Question: Please help me give feedback and answer. ( 3-5 sentences). According to Bodell and Earle (2004) there are four principles of innovation in regards to

Please help me give feedback and answer. (3-5 sentences).

According to Bodell and Earle (2004) there are four principles of innovation in regards to marketing measurement. The authors propose that organizations should be measuring the return on their marketing investments but also discuss the difficulty organizations face when trying to measure returns. Bodell and Earl (2004) propose that there are four principals organizations can use to guide them through their own marketing measurement standards. The principles are; information versus insight, accountability versus continuous improvement, calculators versus connection, and process versus innovation. According to Bodell and Earl (2004) organizations need to conduct both qualitative and quantitative (yin and yang) analysis when focusing on measuring marketing ROI.

Kuczmarski (2000) notes the importance of innovation and its link to success within an organization. Kuczmarski (2000) also noted the top 5 barriers to innovation within organizations; lack of any metrics relating to return on innovation, lack of new product development strategy, insufficient people resources, poor communication between levels of management, and a predominance of risk-averse culture. Kuczmarski (2000) states that organizations can improve their return on innovation by tracking data in the following ways; 1) creating an innovation purpose, 2) providing the organization with a process, 3) allocating the proper human resources to execute the innovation processes.

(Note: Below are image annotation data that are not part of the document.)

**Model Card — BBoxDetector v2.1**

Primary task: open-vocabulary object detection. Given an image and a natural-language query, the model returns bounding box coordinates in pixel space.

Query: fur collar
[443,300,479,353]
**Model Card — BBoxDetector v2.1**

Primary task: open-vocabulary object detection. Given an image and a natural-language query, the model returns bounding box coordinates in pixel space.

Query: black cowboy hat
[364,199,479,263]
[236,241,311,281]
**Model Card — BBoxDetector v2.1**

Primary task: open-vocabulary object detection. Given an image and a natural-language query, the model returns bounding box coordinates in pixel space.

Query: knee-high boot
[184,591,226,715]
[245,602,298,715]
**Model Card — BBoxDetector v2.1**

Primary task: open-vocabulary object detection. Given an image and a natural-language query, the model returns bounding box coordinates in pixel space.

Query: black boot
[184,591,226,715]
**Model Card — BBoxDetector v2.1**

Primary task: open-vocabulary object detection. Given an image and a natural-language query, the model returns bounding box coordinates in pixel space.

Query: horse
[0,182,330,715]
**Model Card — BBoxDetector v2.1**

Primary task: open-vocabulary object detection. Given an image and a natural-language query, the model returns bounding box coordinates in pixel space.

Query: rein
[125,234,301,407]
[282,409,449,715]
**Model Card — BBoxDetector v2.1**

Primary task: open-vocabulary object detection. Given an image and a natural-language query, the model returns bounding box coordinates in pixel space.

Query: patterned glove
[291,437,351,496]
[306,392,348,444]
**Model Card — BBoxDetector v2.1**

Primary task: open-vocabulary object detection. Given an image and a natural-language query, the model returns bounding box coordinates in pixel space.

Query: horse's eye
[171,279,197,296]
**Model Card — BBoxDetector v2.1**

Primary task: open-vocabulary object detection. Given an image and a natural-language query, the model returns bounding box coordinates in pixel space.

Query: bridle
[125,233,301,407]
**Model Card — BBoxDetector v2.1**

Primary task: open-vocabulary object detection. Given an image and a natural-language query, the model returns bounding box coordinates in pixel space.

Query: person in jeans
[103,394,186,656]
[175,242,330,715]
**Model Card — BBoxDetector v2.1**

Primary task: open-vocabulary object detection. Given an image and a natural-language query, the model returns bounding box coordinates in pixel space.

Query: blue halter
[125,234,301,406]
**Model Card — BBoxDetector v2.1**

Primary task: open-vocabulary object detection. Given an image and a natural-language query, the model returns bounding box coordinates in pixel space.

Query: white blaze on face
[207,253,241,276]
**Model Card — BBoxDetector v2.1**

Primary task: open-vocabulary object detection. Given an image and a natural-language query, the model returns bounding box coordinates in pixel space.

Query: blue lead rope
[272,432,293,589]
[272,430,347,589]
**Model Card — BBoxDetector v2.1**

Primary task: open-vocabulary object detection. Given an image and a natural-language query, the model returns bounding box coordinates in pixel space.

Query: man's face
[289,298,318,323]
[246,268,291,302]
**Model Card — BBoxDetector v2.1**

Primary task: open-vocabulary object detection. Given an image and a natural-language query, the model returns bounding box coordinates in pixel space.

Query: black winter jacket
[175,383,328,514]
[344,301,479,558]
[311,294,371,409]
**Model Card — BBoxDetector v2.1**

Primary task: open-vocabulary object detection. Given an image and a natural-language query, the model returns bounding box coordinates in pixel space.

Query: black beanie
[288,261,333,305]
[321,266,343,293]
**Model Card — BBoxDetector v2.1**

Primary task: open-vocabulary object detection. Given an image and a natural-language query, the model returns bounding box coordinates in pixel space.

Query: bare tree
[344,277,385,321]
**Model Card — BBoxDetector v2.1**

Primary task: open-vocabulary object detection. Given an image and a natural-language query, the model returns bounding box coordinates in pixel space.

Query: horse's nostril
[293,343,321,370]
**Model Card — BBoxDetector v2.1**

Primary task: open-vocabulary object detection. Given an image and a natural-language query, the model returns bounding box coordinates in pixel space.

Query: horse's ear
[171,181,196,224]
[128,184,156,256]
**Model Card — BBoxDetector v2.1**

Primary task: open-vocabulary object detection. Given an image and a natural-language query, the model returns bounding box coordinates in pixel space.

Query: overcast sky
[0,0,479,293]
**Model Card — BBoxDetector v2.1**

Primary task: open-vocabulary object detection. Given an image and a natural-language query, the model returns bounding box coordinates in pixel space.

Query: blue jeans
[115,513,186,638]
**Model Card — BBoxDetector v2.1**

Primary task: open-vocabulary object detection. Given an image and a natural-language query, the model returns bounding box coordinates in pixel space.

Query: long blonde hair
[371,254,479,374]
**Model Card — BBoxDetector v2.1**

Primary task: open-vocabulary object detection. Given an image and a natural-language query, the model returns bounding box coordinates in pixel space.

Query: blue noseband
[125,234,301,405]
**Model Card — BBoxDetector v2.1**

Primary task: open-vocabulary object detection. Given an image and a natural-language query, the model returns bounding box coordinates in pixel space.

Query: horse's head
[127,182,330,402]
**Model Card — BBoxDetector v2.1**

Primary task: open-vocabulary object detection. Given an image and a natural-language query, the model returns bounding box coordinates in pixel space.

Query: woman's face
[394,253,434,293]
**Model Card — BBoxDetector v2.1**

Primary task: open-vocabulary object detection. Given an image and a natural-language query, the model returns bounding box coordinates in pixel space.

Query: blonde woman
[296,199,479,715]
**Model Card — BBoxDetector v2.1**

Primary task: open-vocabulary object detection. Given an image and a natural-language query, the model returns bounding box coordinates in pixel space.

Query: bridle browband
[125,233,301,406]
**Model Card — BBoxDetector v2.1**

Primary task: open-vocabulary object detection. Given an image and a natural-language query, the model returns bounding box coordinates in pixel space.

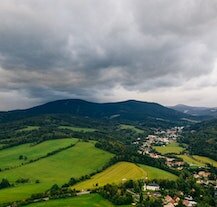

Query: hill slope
[170,104,217,118]
[182,119,217,160]
[0,99,192,122]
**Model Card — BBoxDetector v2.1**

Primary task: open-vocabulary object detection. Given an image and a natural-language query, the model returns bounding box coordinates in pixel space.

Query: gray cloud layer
[0,0,217,109]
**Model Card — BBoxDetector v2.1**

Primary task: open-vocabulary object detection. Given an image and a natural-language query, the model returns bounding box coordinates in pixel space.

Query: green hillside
[72,162,177,190]
[120,124,144,134]
[59,126,96,132]
[0,139,77,169]
[154,142,184,155]
[25,194,123,207]
[0,142,113,203]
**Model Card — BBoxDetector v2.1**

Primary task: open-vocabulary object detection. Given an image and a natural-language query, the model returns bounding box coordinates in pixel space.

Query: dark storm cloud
[0,0,217,108]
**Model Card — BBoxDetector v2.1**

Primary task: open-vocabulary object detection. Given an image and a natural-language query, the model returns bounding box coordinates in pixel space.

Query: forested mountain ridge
[182,119,217,160]
[170,104,217,119]
[0,99,194,122]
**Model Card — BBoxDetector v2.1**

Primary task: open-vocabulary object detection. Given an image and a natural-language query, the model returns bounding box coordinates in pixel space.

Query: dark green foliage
[0,178,11,189]
[181,120,217,160]
[0,99,193,122]
[97,184,133,205]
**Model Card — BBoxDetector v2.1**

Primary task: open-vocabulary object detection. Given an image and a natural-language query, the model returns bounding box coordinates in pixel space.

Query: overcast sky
[0,0,217,110]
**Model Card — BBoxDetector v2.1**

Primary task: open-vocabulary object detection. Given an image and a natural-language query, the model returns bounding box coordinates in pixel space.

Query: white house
[144,183,160,191]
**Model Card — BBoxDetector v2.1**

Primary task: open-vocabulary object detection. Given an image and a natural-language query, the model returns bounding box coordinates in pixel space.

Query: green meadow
[25,194,129,207]
[139,165,178,180]
[178,155,205,167]
[59,126,96,132]
[153,142,185,155]
[0,142,113,203]
[120,124,144,134]
[72,162,177,190]
[0,139,77,169]
[193,155,217,167]
[17,126,40,132]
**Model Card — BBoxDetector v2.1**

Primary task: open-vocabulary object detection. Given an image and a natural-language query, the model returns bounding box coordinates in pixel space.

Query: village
[133,127,217,207]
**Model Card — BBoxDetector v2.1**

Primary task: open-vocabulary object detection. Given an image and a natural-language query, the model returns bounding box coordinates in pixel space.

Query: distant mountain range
[0,99,197,122]
[170,104,217,118]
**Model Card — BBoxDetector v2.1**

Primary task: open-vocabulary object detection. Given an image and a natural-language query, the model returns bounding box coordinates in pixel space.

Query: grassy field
[178,155,205,167]
[18,126,40,132]
[193,155,217,167]
[25,194,124,207]
[0,142,113,203]
[153,142,184,155]
[0,139,77,169]
[59,126,96,132]
[120,124,144,134]
[72,162,177,190]
[139,165,178,180]
[72,162,147,190]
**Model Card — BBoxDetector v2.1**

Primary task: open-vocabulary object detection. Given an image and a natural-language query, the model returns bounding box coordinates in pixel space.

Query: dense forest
[181,120,217,160]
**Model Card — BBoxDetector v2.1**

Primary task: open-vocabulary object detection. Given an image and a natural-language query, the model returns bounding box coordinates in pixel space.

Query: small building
[144,183,160,191]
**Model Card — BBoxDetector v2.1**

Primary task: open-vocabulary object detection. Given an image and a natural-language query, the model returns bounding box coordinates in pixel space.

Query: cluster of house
[163,195,197,207]
[194,171,217,189]
[136,127,185,170]
[143,183,197,207]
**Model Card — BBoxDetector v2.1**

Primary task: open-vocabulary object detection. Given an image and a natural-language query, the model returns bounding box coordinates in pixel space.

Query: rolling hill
[170,104,217,119]
[0,99,194,122]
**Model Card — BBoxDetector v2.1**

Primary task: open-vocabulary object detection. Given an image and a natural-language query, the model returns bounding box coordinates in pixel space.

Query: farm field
[0,139,77,169]
[72,162,177,190]
[27,194,127,207]
[153,142,184,155]
[139,165,178,180]
[120,124,144,134]
[193,155,217,167]
[178,155,205,167]
[59,126,96,132]
[0,142,113,203]
[17,126,40,132]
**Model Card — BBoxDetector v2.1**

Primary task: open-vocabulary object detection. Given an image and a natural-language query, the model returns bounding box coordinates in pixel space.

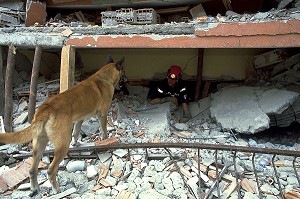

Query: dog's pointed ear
[116,57,125,70]
[106,55,114,64]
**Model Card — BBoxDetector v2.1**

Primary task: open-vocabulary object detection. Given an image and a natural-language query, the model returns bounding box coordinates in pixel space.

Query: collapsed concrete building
[0,0,300,198]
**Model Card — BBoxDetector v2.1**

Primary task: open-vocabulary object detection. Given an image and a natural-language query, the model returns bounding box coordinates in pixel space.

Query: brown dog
[0,56,124,195]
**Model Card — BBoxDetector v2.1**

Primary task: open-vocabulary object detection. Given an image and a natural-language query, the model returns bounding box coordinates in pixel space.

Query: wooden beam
[4,44,16,132]
[155,6,189,14]
[0,46,5,116]
[60,45,75,92]
[28,46,42,123]
[194,48,204,101]
[222,0,232,11]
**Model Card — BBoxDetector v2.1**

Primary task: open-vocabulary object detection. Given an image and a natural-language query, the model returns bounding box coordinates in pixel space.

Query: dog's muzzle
[116,72,127,90]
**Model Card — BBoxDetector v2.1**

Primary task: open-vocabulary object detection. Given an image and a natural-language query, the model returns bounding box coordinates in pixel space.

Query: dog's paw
[29,189,39,197]
[72,142,80,147]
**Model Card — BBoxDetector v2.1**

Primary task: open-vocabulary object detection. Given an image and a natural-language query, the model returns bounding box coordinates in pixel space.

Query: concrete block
[189,4,206,19]
[25,1,47,27]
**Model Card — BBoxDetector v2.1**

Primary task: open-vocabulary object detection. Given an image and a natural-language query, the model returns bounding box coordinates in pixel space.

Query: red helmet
[168,65,182,79]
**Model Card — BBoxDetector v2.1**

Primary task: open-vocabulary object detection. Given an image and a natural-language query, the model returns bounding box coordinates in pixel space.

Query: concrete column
[0,46,5,116]
[60,45,75,92]
[194,48,204,101]
[4,44,16,132]
[28,46,42,123]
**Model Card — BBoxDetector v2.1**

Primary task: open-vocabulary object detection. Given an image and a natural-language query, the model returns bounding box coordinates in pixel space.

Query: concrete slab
[117,102,172,136]
[258,89,299,114]
[210,86,270,134]
[210,86,298,134]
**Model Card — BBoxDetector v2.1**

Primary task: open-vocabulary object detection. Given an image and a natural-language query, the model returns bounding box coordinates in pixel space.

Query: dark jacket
[149,79,189,104]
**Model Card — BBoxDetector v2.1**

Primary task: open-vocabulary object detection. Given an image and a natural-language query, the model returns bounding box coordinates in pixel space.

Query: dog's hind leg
[97,113,108,139]
[48,123,73,194]
[72,120,83,146]
[29,135,48,197]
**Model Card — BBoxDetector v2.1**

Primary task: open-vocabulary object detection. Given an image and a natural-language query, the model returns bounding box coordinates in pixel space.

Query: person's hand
[160,97,178,106]
[179,112,191,123]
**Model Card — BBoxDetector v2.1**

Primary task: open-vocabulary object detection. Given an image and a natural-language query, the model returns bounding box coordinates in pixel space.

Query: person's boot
[179,112,191,123]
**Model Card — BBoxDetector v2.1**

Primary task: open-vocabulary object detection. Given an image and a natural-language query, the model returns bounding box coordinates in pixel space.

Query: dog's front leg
[72,120,83,146]
[97,113,108,140]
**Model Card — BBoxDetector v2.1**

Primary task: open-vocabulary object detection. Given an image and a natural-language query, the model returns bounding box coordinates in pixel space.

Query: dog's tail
[0,116,45,144]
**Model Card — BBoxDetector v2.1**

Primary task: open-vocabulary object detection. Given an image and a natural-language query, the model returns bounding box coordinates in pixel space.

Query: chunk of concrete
[210,86,298,134]
[210,86,270,134]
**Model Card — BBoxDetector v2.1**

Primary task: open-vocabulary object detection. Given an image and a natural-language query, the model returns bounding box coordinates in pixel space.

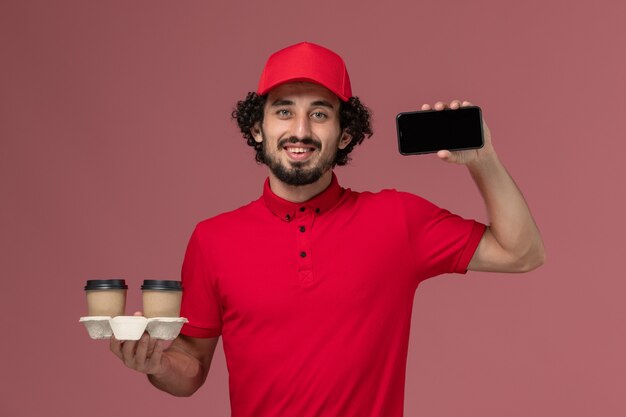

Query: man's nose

According to Mullins and Komisar (2011) innovation is risky, but if organizations are not innovating they will be surpassed by organizations that are innovating. Mullins and Komisar (2011) propose that organizations need to incorporate dashboards in order to capture data from the market. This captured data allows organizations to make corrections in their current strategy, especially when conducting business in uncharted territories. Dashboards allow organizations to understand the way the market is moving, and to adjust their strategy to align with the ever evolving market place.

As you can see from the above information, each author has different recommendations for measuring innovation. They all do agree that innovation does need to be measured but do differ on their approaches. Which approach would you use? Would you use more than one?